Sur les 435 sièges de la
Chambre des Représentants, renouvelés tous les deux ans, les Démocrates en
détenaient 235, et les Républicains, 200. Après les élections de novembre, les
Démocrates comptent 222 sièges (confirmés) et les Républicains en compteront
probablement 213, dont 8 sont à confirmer (dans les Etats où ils sont en tête).
Au Sénat, dont les 100
membres (deux par Etat) sont élus pour 6 ans et dont le tiers des sièges est
renouvelé tous les deux ans, les Républicains détenaient 53 sièges, les
Démocrates, 45, et les autres partis, 2. Avec la « vague bleue »

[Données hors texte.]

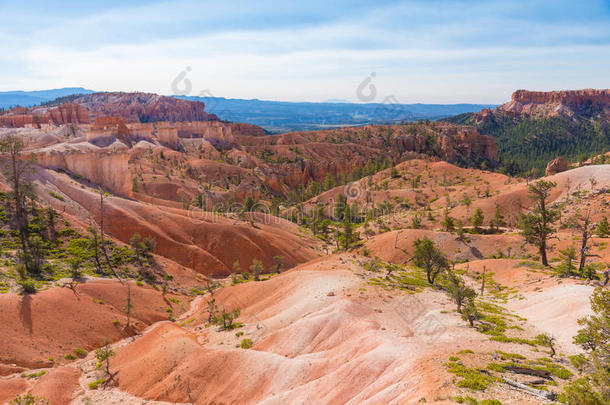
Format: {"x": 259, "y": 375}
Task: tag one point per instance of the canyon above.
{"x": 215, "y": 263}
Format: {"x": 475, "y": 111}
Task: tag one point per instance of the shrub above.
{"x": 95, "y": 384}
{"x": 28, "y": 399}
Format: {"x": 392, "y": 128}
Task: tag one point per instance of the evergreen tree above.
{"x": 603, "y": 228}
{"x": 594, "y": 338}
{"x": 428, "y": 257}
{"x": 498, "y": 220}
{"x": 448, "y": 223}
{"x": 458, "y": 291}
{"x": 536, "y": 226}
{"x": 477, "y": 219}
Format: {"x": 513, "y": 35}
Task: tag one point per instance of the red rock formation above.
{"x": 68, "y": 113}
{"x": 131, "y": 107}
{"x": 571, "y": 103}
{"x": 556, "y": 165}
{"x": 144, "y": 107}
{"x": 247, "y": 129}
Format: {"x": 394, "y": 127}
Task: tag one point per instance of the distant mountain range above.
{"x": 284, "y": 116}
{"x": 10, "y": 99}
{"x": 281, "y": 116}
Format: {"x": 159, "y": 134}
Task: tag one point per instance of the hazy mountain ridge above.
{"x": 10, "y": 99}
{"x": 285, "y": 116}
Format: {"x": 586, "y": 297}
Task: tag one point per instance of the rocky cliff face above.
{"x": 105, "y": 166}
{"x": 68, "y": 113}
{"x": 130, "y": 107}
{"x": 144, "y": 107}
{"x": 588, "y": 103}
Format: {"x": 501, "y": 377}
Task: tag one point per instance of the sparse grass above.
{"x": 95, "y": 384}
{"x": 471, "y": 378}
{"x": 34, "y": 375}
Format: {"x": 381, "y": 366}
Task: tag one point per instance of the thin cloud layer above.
{"x": 421, "y": 51}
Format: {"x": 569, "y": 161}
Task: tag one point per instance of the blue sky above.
{"x": 429, "y": 51}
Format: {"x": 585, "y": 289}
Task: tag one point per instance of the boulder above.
{"x": 557, "y": 165}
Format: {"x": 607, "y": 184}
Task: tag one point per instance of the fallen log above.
{"x": 539, "y": 393}
{"x": 529, "y": 371}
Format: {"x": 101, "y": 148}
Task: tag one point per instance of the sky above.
{"x": 427, "y": 51}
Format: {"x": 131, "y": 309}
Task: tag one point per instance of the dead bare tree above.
{"x": 587, "y": 230}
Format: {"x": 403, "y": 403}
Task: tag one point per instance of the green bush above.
{"x": 95, "y": 384}
{"x": 246, "y": 343}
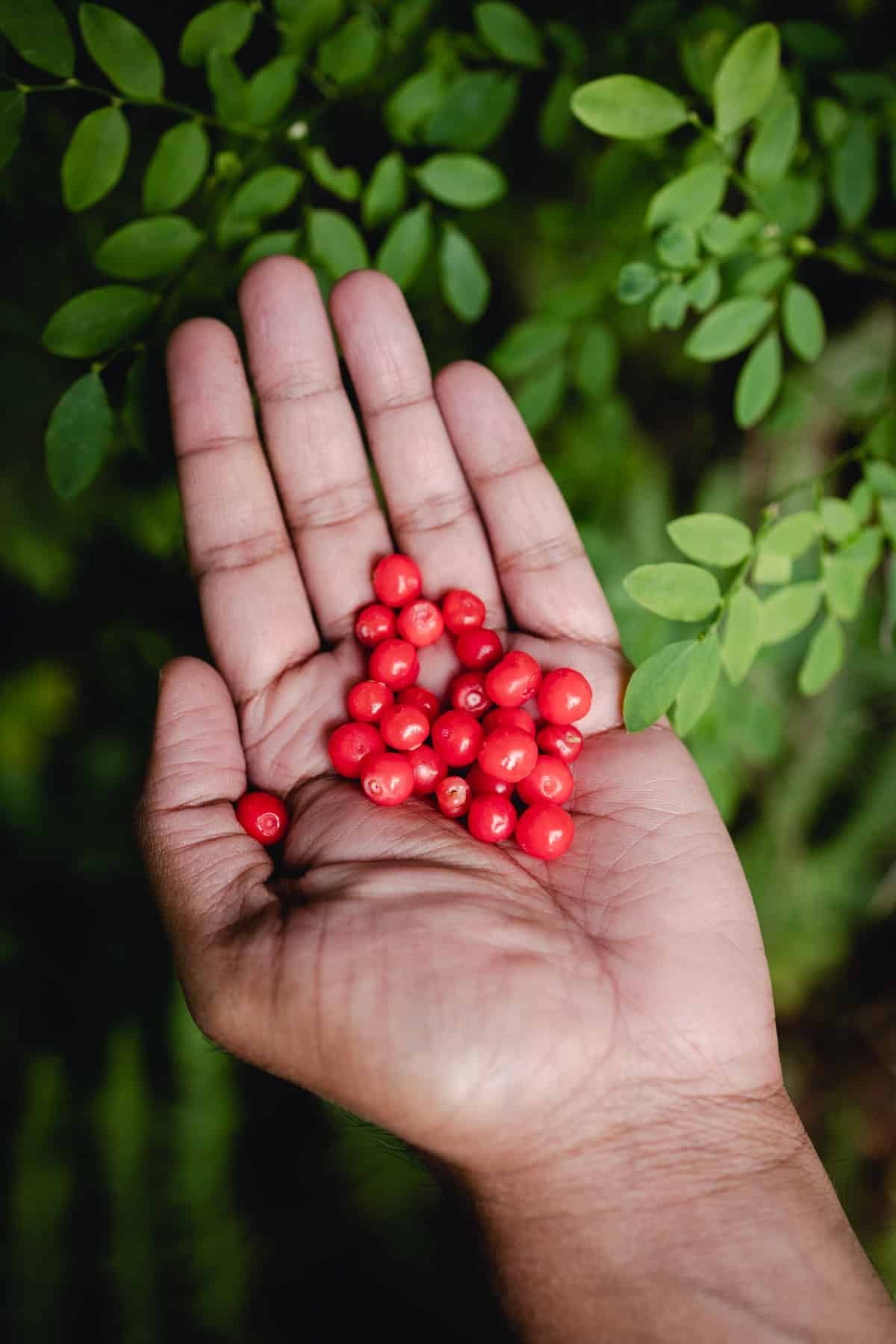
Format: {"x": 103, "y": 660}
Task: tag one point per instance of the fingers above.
{"x": 254, "y": 606}
{"x": 314, "y": 441}
{"x": 430, "y": 505}
{"x": 546, "y": 576}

attendue, les Démocrates espéraient prendre la majorité à la Chambre Haute. A
ce jour, les résultats leur donnent 46 sièges, ainsi que 2 à leurs alliés les
Indépendants. 50 sièges sont attribués aux Républicains. 2 sont encore en
balance en Géorgie où pour être élu un candidat doit recueillir au moins 50%
des suffrages, ce qui n’a pas été le cas pour les 2 sièges le 3 novembre. Pour un
de ces sièges, le candidat Républicain est arrivé en tête avec 49,7% des votes,
contre 47,9% au Démocrate. Pour l’autre siège, avec 32,9% des votes, le
candidat Démocrate a devancé deux Républicains qui ont recueilli 25,9% et 20%
des votes. Un second tour est prévu le 5 janvier 2021. Aussi le combat électoral
fait rage en Géorgie et son issue est incertaine.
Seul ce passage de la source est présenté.